Cristina no palanque II: “A palavra traição é muito forte”

Como não podia ser diferente, houve a menção dos “traidores” do ato. Mas não foi a oradora quem mencionou, mas sim os que estavam assistindo debaixo.

Precisamente para essas pessoas, mas também para todo o país, Cristina Kirchner respondeu que “a palavra traição é muito forte”.

Esse fato parece legitimar o fato de que o kirchnerismo, por suas próprias limitações políticas, continuará jogando o peronismo dentro de um mar enfurecido. Essa confirmação viria de outra passagem de sua intervenção, onde disse que as únicas duas organizações que “haviam integrado” – em alusão a acusação de associação ilícita – foram “o Poder Executivo nacional e o Partido Justicialista”.

Silêncios

Foram muitas as omissões de Cristina. Por exemplo, a palavra “buitre” (oportunista) esteve ausente de seu discurso e não foi por acaso. Seu uso implicaria condenar abertamente os deputados e senadores que, da banca da Frente pela Vitória (FpV), permitiram a aprovação do acordo celebrado para pagar os “fundos oportunistas” (fondos buitres).

As críticas da ex-presidenta aos ajustes foram mais que parciais. “Esqueceu” os ajustes que estão sendo implantados nas províncias governadas por aqueles que triunfaram liderando as listas da Frente pela Vitória. Uma dessas províncias é Santa Cruz, onde sua cunhada, Alicia Kirchner, propõe acordos salariais miseráveis para professores e servidores públicos.

Outra é a província de Terra do Fogo [,Antártida e Ilhas do Atlântico Sul]. Ainda ontem, enquanto Cristina falava nas portas de Comodoro Py, a governadora kirchnerista, Rosana Bertone anunciava que iria dispersar o protesto dos funcionários públicos no centro de Ushuaia.

Retorno e futuro

Quando a concentração começava a dissipar, escutou-se uma senhora dizer “obrigada Bonadio”. Não era para menos.
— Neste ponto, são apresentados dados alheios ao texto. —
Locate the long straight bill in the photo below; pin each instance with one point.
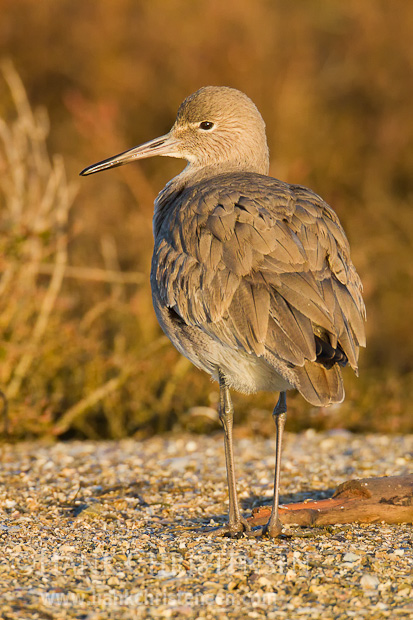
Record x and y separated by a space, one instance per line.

Cristina voltou à cena política através de uma intimação judicial. A fragilidade dela faz com que cresça sua possibilidade de “vitimização”.

Ao fazer um chamado pela configuração de uma “frente cidadã”, Cristina estabelece os parâmetros a partir dos quais fará oposição ao macrismo daqui em diante.

Porém, esse novo tópico discursivo tampouco implica em um chamado serio para enfrentar o ajuste com lutas. Esse “novo relato” pode ser útil para o kirchnerismo no que diz respeito a negociar um lugar dentro do universo peronista, mas está longe de conseguir confluir a resistência que, efetivamente, envolva milhares de trabalhadores em todo país frente ao ajuste.

Nessas lutas, as agrupações referenciadas no Partido dos Trabalhadores Socialistas (PTS) e na Frente de Esquerda procuram desenvolver um papel para avançar na coordenação de lutas e propor medidas contundentes para derrotar o plano de ajuste. Nessa perspectiva a esquerda também exige, constantemente, que as direções sindicais rompam a trégua com o governo nacional.

Nesta quinta-feira, mostrando concretamente essa prática, Nicolás Del Caño e Patricio del Corro – figuras importantes do PTS-FIT – participarão da manifestação dos funcionários públicos de Santa Cruz contra o ajuste de Alicia Kirchner.